We began the morning by defining a handful of necessary terms for effective and thorough engagement: diversity, inclusion, and equity. This led us into a discussion of how to promote diversity and inclusion in community work. Various participants and Extension staff shared successful techniques like forming storytelling groups, putting on community dinners, and doing design charrettes in public spaces. We heard about engagement events in Nashua and Portland, ME. It was becoming clear to everyone that full engagement work was challenging yet certainly attainable and affordable.

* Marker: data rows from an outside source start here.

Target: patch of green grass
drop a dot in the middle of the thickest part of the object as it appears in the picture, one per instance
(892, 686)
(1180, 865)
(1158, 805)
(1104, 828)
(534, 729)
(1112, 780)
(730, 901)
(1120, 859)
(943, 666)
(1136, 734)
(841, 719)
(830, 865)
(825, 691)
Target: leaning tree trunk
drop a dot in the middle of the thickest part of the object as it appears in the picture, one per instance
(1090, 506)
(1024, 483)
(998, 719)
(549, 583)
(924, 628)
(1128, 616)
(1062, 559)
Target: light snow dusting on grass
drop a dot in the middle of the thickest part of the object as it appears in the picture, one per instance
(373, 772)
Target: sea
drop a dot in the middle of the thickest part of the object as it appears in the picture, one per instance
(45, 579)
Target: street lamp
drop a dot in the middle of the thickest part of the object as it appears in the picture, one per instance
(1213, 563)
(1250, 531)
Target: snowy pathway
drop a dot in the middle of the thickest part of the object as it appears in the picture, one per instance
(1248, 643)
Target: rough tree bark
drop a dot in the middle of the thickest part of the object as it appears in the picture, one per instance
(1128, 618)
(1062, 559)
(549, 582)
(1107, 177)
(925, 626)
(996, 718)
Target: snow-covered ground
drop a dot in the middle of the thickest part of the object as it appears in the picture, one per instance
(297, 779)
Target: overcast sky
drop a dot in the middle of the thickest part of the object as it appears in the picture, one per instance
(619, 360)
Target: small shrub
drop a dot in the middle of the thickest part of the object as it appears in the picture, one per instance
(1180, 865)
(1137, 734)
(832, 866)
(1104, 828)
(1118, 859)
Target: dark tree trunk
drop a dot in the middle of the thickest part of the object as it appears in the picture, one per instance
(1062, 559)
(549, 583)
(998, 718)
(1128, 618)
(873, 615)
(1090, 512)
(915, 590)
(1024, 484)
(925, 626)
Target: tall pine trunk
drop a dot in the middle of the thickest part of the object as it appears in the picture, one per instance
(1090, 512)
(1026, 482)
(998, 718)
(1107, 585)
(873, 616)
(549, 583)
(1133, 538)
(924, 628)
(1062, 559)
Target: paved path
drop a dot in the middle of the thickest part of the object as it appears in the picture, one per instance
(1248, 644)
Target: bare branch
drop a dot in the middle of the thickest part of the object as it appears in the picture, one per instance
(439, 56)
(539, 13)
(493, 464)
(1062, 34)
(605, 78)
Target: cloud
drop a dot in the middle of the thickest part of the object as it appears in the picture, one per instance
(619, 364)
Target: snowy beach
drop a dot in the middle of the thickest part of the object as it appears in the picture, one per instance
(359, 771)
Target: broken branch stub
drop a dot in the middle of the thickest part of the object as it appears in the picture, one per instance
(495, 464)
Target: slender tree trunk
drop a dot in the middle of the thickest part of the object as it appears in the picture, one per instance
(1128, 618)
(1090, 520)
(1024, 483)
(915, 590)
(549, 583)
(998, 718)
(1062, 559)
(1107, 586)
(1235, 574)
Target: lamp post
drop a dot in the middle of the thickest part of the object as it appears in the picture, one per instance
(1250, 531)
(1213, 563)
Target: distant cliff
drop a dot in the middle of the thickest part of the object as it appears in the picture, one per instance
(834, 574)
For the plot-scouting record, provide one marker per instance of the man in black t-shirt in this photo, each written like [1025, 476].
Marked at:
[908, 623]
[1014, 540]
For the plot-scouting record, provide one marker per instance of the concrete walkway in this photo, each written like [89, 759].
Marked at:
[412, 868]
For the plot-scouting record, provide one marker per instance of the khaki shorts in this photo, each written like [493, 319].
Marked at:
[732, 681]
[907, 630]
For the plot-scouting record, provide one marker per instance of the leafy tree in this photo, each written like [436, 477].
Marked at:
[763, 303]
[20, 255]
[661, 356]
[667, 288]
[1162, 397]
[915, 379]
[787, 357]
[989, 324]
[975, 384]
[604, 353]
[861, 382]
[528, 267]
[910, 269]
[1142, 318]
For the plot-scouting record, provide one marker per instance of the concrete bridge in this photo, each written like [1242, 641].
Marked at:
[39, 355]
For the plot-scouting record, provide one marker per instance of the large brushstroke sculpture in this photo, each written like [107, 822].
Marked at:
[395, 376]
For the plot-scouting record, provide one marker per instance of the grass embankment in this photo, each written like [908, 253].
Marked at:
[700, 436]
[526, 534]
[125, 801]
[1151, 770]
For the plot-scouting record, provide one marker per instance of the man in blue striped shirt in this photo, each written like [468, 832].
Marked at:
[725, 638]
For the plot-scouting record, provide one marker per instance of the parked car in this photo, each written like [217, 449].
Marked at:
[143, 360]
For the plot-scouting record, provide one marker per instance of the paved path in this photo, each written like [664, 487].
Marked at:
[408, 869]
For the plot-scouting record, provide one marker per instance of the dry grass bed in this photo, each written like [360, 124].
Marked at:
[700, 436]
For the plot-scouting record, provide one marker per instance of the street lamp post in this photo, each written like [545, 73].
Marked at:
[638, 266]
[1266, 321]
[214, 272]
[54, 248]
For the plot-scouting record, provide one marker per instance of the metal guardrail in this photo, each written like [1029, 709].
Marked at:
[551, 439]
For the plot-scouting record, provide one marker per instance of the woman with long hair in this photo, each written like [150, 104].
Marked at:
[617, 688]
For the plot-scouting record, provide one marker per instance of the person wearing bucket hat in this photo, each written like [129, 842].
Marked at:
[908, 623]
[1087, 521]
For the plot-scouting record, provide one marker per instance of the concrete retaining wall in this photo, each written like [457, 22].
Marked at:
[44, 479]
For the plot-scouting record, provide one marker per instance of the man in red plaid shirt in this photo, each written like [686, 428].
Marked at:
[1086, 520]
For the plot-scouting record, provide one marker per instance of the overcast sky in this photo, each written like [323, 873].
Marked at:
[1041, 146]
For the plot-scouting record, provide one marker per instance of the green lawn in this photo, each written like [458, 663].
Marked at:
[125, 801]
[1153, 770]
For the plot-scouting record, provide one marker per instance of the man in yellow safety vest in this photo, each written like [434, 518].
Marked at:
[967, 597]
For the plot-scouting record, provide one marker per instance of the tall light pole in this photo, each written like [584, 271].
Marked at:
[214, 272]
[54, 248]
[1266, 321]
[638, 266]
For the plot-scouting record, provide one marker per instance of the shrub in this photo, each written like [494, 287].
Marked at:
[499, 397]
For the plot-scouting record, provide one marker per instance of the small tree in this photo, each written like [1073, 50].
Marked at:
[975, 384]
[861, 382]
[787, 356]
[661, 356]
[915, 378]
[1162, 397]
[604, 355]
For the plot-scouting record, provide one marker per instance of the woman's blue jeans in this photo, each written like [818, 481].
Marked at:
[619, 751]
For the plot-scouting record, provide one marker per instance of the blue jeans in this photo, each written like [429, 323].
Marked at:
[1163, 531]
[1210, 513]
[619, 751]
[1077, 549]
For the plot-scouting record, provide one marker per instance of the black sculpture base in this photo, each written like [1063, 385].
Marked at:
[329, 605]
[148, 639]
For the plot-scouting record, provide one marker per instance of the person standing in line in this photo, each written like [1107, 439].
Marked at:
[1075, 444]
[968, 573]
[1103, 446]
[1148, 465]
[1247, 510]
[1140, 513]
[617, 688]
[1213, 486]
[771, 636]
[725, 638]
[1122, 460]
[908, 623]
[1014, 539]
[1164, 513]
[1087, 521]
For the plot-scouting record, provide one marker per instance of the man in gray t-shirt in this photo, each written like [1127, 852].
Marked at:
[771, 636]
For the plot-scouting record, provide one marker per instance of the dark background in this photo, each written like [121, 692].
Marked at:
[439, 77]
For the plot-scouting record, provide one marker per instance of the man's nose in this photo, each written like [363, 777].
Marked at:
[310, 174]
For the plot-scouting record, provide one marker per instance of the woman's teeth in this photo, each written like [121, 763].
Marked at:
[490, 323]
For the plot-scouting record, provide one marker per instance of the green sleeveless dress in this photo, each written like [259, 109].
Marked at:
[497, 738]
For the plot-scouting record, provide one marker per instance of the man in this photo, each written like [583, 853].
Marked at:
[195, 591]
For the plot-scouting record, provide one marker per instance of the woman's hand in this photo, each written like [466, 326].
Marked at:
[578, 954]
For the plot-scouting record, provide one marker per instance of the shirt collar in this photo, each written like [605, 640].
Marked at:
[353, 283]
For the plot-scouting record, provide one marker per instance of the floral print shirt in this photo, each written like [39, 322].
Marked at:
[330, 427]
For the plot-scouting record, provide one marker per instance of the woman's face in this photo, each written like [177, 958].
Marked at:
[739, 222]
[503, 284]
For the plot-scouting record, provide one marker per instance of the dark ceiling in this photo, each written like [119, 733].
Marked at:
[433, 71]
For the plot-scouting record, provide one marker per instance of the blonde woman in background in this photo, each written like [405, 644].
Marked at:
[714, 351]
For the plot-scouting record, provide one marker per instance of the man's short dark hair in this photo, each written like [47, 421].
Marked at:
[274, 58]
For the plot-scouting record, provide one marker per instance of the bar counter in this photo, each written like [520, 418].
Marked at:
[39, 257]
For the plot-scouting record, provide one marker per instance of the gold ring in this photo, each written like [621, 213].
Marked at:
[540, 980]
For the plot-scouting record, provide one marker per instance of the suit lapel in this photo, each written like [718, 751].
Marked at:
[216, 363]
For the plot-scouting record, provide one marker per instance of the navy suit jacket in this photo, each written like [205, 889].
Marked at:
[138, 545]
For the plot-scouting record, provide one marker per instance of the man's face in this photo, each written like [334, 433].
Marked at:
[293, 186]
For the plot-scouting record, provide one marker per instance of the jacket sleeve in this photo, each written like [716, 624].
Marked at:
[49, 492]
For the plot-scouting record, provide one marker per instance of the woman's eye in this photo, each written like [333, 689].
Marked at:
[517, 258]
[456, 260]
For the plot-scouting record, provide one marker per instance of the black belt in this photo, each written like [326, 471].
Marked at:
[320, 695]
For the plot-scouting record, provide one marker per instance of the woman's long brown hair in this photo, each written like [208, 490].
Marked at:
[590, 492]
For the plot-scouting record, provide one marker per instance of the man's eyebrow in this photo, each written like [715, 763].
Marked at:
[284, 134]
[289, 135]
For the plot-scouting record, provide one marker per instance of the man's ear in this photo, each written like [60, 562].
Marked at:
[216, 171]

The morning concluded with a brief introduction on Story Maps. This is something I had been lightly exposed to before, but quickly realized the engagement potential of the innovative piece of technology. We talked about the need for flexible and accessible citizen involvement and Story Maps had the capability of doing just that. Although the software is primarily used for asset mapping, some commented on the ways it could be used to gather data on opportunities, too. We all decided that photos were invaluable and that this was an amazing opportunity to encourage broader participation in our communities.
I was able to chat with a number of interesting individuals at lunch. I talked with Pedro Altagracia about engaging New Hampshire residents on legislative activity in Concord and I learned about the latest workforce housing projects from Sarah Gartska. I had never been around so many motivated and generous people committed to improving their communities through public participation.
After lunch, we learned about the Dover Art Walk and enjoyed a brief walking tour. We visited art studios, a flower shop, and the Children’s Museum. I was definitely surprised to learn about the well-establish artist and gallery network in Dover. This was evidently something very few of us knew about.
Storytelling was the final activity of the day. We split up into small groups and shared personal memories of when we felt especially welcomed. My group found that many of our reflections included a feeling of inclusion due to sharing food and the unexpected feeling of community when meeting new people. These were powerful concepts to keep in mind as we aspired to be more welcoming to new and underrepresented community members in our daily lives. Aside from our realizations, the process of storytelling was presented as a method in itself for community engagement.
We wrapped up at 7th Settlement Brewery. We learned about the ways the brewery had prioritized community inclusion as we sat at long community tables and toured the brewing facility. The owner of 7th Settlement illustrated the important role businesses should play in engagement and outreach. I sat with a diverse group of volunteers and professionals and discussed my plans for the next step of my career, as I will graduate in a couple of weeks. I successfully added to my list of professional networking contacts and acknowledged the new perspectives I had absorbed on community engagement.